The Affordable Care Act (ACA), particularly the expansion of Medicaid, has created considerable controversy, with 20 states opting not to expand the program, leaving over 3 million Americans uninsured who might otherwise be covered by Medicaid. With the recent election in Kentucky threatening Medicaid expansion there, and ongoing debate about the future of the Medicaid expansion program in other states, the topic is likely to remain high on the policy agenda.
Often the opposition to Medicaid expansion is couched in economic terms, with statements about the inability of states to afford the cost of coverage. Specifically, while the Federal government pays 100 percent of the cost of Medicaid expansion for 2014 through 2016, that share falls to 95 percent in 2017, 94 percent in 2018, 93 percent in 2019, and levels off at 90 percent for 2020 and beyond.
The concern is that the state’s 10 percent share of Medicaid expansion spending could represent a significant expenditure that the state could not afford. If taxes were raised to cover the expense, those taxes would dampen economic activity and, to some extent, harm the very people the ACA is intended to help. While the magnitude of these effects is subject to debate, the notion that states must fund a portion of the costs of Medicaid expansion is correct.
The Multiplier Effect
Yet the analysis presented above is incomplete. Even in steady state beginning in 2020, the states that do opt to expand receive 90 percent of the funding for Medicaid expansion from the Federal government. Those dollars do not sit idle. They largely support provision of care, and the largest share of that expense is labor. The workers in organizations supported by Medicaid spend the funds on everyday expenses. They eat at restaurants, buy groceries, and go to movies. The businesses who supply those services, many of whom will be in-state entrepreneurs, in turn spend the money on wages and supplies, and the cycle continues.
In economics this process is known as the “multiplier effect.” A dollar put into an economy creates more than a dollar of economic activity. The magnitude of that multiplier is again subject to debate, but a reasonable estimate could be between 1.5 and 2.0. Thus after 2020, the 90 cents received from the federal government for each dollar in Medicaid spending translates to between $1.35 and $1.80 in state economic activity (crucially assuming enough slack in the economy to absorb the spending).
The state in turn taxes that extra economic activity. If the aggregate state tax rate (income tax plus sales taxes etc.) is 10 percent, then the extra economic activity generated by Federal government subsidy generates between 13 and 18 cents in tax revenue. The break-even tax rate (where added revenue due to induced economic activity equals the state share of spending) is about 7.5 percent, which is generally below the tax rate in many states.

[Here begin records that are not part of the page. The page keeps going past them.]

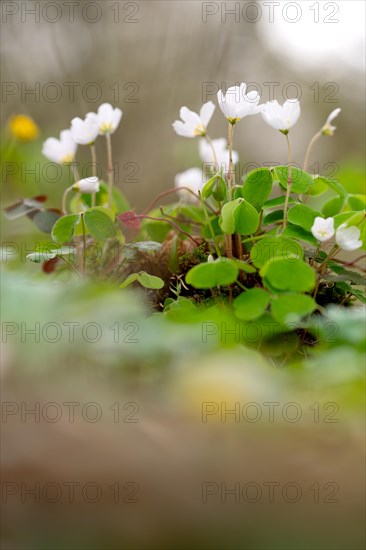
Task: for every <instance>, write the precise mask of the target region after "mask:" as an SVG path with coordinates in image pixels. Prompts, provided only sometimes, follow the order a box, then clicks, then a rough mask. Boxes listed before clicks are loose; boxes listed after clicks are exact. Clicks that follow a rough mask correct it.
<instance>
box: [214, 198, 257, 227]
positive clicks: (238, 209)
mask: <svg viewBox="0 0 366 550" xmlns="http://www.w3.org/2000/svg"><path fill="white" fill-rule="evenodd" d="M258 225H259V214H258V212H257V210H256V209H255V208H254V206H252V205H251V204H249V202H247V201H246V200H245V199H242V198H239V199H236V200H234V201H230V202H227V203H226V204H225V205H224V206H223V208H222V211H221V218H220V227H221V229H222V231H223V232H224V233H226V234H227V235H233V234H234V233H239V235H251V234H252V233H255V231H256V230H257V228H258Z"/></svg>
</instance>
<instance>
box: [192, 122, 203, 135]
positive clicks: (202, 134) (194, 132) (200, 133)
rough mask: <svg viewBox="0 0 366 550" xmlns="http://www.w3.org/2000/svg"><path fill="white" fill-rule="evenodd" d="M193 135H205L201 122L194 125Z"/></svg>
mask: <svg viewBox="0 0 366 550" xmlns="http://www.w3.org/2000/svg"><path fill="white" fill-rule="evenodd" d="M194 135H195V136H205V135H206V129H205V128H204V126H202V124H199V125H198V126H196V128H195V129H194Z"/></svg>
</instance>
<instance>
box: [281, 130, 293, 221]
mask: <svg viewBox="0 0 366 550" xmlns="http://www.w3.org/2000/svg"><path fill="white" fill-rule="evenodd" d="M286 141H287V149H288V176H287V189H286V198H285V205H284V208H283V224H282V229H283V230H284V229H286V226H287V209H288V201H289V199H290V193H291V185H292V151H291V143H290V139H289V137H288V134H286Z"/></svg>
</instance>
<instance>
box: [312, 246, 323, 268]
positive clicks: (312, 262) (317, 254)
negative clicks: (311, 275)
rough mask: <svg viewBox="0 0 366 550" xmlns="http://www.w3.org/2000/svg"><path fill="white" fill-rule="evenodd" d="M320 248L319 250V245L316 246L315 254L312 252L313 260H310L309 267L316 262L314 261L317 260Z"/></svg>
mask: <svg viewBox="0 0 366 550" xmlns="http://www.w3.org/2000/svg"><path fill="white" fill-rule="evenodd" d="M320 248H321V243H319V244H318V246H317V248H316V250H315V252H314V256H313V258H312V260H311V262H310V265H311V266H313V265H314V264H315V261H316V259H317V257H318V254H319V251H320Z"/></svg>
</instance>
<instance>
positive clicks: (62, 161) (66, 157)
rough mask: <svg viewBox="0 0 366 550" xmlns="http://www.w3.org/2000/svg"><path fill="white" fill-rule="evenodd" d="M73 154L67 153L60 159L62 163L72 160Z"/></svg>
mask: <svg viewBox="0 0 366 550" xmlns="http://www.w3.org/2000/svg"><path fill="white" fill-rule="evenodd" d="M73 160H74V155H73V154H72V153H69V154H68V155H66V156H65V157H64V158H63V159H62V164H69V163H70V162H73Z"/></svg>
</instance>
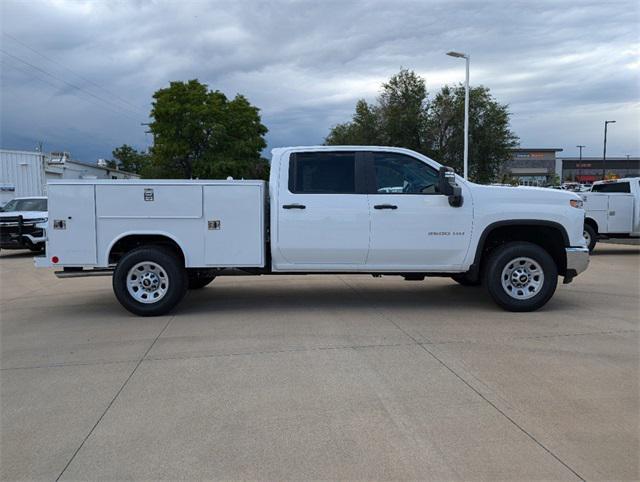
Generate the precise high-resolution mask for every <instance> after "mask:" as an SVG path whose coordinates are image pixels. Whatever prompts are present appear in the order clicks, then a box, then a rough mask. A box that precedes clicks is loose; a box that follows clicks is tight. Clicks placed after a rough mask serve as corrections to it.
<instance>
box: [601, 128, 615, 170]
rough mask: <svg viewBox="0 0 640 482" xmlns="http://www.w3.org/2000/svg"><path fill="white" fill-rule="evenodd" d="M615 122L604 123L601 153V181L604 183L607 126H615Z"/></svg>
mask: <svg viewBox="0 0 640 482" xmlns="http://www.w3.org/2000/svg"><path fill="white" fill-rule="evenodd" d="M615 123H616V121H604V149H603V152H602V180H603V181H604V178H605V177H606V176H605V172H604V165H605V163H606V161H607V126H608V125H609V124H615Z"/></svg>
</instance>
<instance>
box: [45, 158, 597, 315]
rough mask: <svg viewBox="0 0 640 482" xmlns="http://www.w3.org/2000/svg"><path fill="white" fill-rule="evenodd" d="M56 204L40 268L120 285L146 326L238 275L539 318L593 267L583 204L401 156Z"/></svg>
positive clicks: (104, 182) (279, 160) (339, 162)
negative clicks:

Additional Economic Factors
There are also a number of broader economic factors to consider. For example, if Medicaid expansion induces previously Medicaid-eligible beneficiaries who were uninsured to enroll at the lower match rate, the state would have to finance that enrollment with less of an economic bounce. This is offset to some extent by federal support for programs otherwise funded by the state. Overall, with reasonable assumptions, a full accounting of the impact of Medicaid expansion on the state budget suggests states may break even, or even come out ahead, particularly if there is a lot of slack in the state economy.
In fact, more detailed analysis of the two states that experienced the biggest reductions in the uninsured rate, Arkansas and Kentucky, predicted that the state-tax revenue associated with expansion would rise $360 and $50 million over five years, respectively. In essence states are exporting care of low-income populations to other states, which benefits the state economy just as if they were exporting a different good or service.
This system may well be criticized because Federal subsidies must come from tax payers. But as long as the ACA stays in place, from the perspective of state taxpayers, those costs are largely fixed. State taxpayers are forced to pay for the care of low-income Americans in other states, so the only question is whether these taxpayers want taxpayers in the other states to also pay for their low-income people in their state. The basic nuance is that the economics of the ACA from a federal perspective is very different than the economics from a state perspective.
The preceding analysis is not intended to advocate for or against Medicaid expansion or the ACA framework. There are a number of broader issues. But on the narrow issue of the economics of Medicaid expansion within the ACA framework, the simple economic analysis gives at best an incomplete, and at worst an incorrect answer, and policymakers pondering these decisions should be aware of the full economic accounting.